14/11/2012 - Lo scheletro metallico del Nuovo centro congressi all'Eur, firmato dallo Studio Fuksas e meglio noto come "La Nuvola", si staglia ormai nel cielo di Roma. Anche se sulla data del suo completamento ancora non c'è accordo (chi parla di inizio 2013 chi di almeno altri 2 anni di lavoro) se ne ritorna a parlare in questi giorni.
Il pretesto lo ha fornito domenica la presentazione al Festival del Cinema di Roma del documentario La Nuvola - work in progress, diretto dalla figlia dell'architetto Elisa Fuksas. Le immagini raccontano la nascita dell'idea e il lungo e tortuoso percorso fino al completamento della struttura l'estate scorsa. Si racconta il cantiere come una città nella città, dove tutti gli abitanti, gli operai, partecipano al "miracolo" mastodontico della costruzione di un’opera.
La regista punta l’obiettivo sui gruisti, sui montatori dei ponteggi, sui geometri, indagando il loro punto di vista sull'opera che stanno costruendo. Tra la fatica quotidiana e le incertezze per il futuro gli "abitanti del cantiere" raccontano il loro modo di approcciarsi a una costruzione tanto singolare. Orgogliosi di un'opera di cui si parla "persino al paese in Abruzzo" o che "tra vent'anni potrai dire di aver fatto tu" ma soprattutto contenti, come lo stesso Fuksas rileva, dell'aver dovuto affrontare mille difficoltà tecniche, di essersi trovati di fronte a un lavoro fuori dall'ordinario, secondo un gusto che forse si può definire tipicamente italiano di riuscire bene nelle cose difficili.
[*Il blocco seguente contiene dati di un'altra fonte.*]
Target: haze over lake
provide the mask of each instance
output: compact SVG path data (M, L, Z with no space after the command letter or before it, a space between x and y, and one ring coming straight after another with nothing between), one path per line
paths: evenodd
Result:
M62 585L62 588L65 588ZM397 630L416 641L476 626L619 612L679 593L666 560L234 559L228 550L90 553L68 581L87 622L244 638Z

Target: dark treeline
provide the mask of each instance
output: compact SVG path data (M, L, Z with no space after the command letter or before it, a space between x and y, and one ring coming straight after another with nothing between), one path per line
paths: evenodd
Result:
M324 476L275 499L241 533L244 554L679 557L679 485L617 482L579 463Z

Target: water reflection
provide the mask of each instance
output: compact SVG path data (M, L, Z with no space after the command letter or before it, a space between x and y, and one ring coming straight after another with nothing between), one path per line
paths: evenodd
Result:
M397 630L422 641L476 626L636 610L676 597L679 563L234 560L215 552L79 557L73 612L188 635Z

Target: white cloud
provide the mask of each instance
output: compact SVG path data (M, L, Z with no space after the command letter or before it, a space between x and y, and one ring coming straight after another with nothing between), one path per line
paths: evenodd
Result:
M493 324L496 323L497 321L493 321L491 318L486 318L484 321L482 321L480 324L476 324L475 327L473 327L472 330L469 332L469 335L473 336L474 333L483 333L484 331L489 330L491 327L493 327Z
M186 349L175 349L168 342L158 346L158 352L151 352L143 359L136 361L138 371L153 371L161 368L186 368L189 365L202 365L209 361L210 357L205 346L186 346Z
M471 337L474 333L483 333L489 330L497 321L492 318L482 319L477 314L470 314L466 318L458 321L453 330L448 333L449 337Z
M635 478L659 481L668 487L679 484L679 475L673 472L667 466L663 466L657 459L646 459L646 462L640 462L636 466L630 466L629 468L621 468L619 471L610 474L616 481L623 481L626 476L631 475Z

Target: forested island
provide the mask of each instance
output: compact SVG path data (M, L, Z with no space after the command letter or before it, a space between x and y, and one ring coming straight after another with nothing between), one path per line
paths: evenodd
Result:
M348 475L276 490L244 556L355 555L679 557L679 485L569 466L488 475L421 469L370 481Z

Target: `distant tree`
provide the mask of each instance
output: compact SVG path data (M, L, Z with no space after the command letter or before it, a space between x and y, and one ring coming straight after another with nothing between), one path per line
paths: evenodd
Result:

Il montaggio ondeggia poi tra le atmosfere surreali del cantiere, con le sue geometrie metalliche e le nuvole che le attraversano, e il racconto fatto da Fuksas in persona che ripercorre l'iter del progetto mescolando aneddoti, riflessioni filosofiche o mistiche, invettive, giudizi tranchant... In uno stato d'animo che lui stesso definisce melanconico ma proiettato al futuro, poichè dopo aver dovuto aspettare 65 anni per costruire la prima opera nella sua città ora finalmente vi vede nascere la sua opera più visionaria.
Fuksas parla proprio del cantiere come una "sorta di piccola vacanza", dove ricaricarsi dalle delusioni e dai momenti di sconforto immergendosi nel "fare" architettura. Dichiara anche di non chiedersi più se gli piaccia o meno la sua Nuvola, ora che ha preso quasi la forma definitiva, ma di essere entusiasta di aver messo in moto una "fabbrica" di centinaia di persone che, muovendo verso l'ignoto, è riuscita a costruire un'opera che pochi anni fa sembrava impossibile. Nel nostro paese non è soddisfazione da poco.